Penyebabnya, kata dia, banyak warga Depok yang terkena Pemutusan Hubungan Kerja (PHK) dan gaji dipotong sebanyak 50 persen. Sehingga, hal itu berdampak pada meningkatnya angka kemiskinan Kota Depok beberapa tahun ke belakang.
“Indikatornya, kita itu berdasarkan pengeluaran rumah tangga dari sisi kesehatan, dari sisi pendidikan, dan garis utamanya adalah sisi konsumsi,” terang Hilmiah.

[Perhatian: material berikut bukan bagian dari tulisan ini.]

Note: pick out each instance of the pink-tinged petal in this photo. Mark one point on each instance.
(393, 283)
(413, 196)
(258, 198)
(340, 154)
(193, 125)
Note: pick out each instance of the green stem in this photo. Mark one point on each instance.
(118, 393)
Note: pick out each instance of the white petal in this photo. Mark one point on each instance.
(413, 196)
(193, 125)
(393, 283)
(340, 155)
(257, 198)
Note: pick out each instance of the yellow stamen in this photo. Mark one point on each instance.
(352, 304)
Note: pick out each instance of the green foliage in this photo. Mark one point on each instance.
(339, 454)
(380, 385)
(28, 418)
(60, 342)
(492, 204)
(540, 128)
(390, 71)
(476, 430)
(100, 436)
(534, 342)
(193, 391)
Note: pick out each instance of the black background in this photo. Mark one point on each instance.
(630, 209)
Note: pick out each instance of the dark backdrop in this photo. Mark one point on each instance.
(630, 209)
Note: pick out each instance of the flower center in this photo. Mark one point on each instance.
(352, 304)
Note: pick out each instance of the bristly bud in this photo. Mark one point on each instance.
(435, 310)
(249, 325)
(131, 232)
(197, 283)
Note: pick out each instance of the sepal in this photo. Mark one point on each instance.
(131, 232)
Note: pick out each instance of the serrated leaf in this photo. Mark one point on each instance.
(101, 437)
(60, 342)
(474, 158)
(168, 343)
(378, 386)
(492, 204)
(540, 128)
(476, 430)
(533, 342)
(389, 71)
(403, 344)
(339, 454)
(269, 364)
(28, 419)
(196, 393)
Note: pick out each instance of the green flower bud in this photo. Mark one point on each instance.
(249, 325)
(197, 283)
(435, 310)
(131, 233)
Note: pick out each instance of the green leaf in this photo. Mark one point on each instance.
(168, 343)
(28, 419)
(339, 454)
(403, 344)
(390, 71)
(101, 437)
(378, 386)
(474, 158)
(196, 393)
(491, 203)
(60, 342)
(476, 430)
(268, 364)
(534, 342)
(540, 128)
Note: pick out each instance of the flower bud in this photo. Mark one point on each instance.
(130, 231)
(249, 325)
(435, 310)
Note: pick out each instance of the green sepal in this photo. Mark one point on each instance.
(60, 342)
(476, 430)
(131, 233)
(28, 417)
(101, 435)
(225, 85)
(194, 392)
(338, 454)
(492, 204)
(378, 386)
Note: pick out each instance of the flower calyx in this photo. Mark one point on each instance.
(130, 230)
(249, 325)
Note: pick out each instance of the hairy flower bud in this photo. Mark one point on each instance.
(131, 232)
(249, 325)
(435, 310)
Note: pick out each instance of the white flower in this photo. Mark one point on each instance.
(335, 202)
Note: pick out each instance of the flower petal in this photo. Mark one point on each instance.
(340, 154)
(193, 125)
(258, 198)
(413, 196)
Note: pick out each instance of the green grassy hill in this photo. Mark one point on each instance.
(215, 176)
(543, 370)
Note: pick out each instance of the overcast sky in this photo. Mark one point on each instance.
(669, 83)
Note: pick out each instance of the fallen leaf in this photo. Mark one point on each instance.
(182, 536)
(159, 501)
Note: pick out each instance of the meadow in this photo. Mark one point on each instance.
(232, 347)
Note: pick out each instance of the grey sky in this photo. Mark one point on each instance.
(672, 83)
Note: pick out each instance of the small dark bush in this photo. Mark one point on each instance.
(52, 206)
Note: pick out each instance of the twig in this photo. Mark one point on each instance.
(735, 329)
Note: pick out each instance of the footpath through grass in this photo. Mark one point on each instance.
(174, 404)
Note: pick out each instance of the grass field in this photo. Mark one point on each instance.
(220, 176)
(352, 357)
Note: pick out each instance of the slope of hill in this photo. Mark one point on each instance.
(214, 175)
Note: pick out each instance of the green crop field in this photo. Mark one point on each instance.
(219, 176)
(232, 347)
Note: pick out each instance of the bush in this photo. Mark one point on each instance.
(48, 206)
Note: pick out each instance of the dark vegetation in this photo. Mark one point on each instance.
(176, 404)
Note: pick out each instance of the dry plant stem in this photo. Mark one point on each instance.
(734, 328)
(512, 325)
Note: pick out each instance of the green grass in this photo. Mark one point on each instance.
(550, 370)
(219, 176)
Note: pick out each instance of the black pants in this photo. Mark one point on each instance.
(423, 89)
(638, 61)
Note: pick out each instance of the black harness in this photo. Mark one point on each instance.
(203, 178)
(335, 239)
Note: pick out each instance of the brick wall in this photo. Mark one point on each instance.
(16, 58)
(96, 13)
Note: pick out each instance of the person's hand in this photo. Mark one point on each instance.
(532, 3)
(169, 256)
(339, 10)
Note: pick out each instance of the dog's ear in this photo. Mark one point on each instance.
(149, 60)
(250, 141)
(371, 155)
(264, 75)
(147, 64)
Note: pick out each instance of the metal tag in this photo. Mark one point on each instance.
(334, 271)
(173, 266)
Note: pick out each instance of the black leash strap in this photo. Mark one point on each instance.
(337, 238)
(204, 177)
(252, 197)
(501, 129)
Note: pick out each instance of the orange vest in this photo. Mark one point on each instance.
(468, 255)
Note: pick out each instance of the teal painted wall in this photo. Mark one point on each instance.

Berdasarkan pendapatan per kapita, beber Hilmiah, Depok merupakan kota tertinggi di Jawa Barat dengan penghasilan Rp705.084. Selanjutnya, setiap warga Depok yang memiliki penghasilan dibawah angka tersebut dikategorikan sebagai warga miskin.
“Jadi kita (Depok) paling tinggi sebenarnya, kita itu paling bagus dari kota/kabupaten lainnya karena memang ada kemahalan harga karena kita dekat dari Jakarta,” ujarnya.
Dia membandingkan, daerah Cianjur memiliki pendapatan per kapita per bulan sebesar Rp387.631. Sehingga, jika ada warganya yang memiliki penghasilan Rp390 ribu masih dikategorikan sebagai warga mampu.
“Nah kalau di Depok misalnya penghasilannya Rp600 ribu dikategorikan miskin karena di bawah dari Rp705.084,” jelas Hilmiah.
Sejauh ini, Hilmiah membeberkan, Pemkot Depok terus membantu dan mencarikan solusi terhadap warganya yang tengah mengalami kesulitan ekonomi pasca pandemi Covid-19.
Misalnya, bantuan kesehatan berupa BPJS atau Kartu Indonesia Sehat (KIS) dan bantuan pendidikan berupa Kartu Indonesia Pintar (KIP).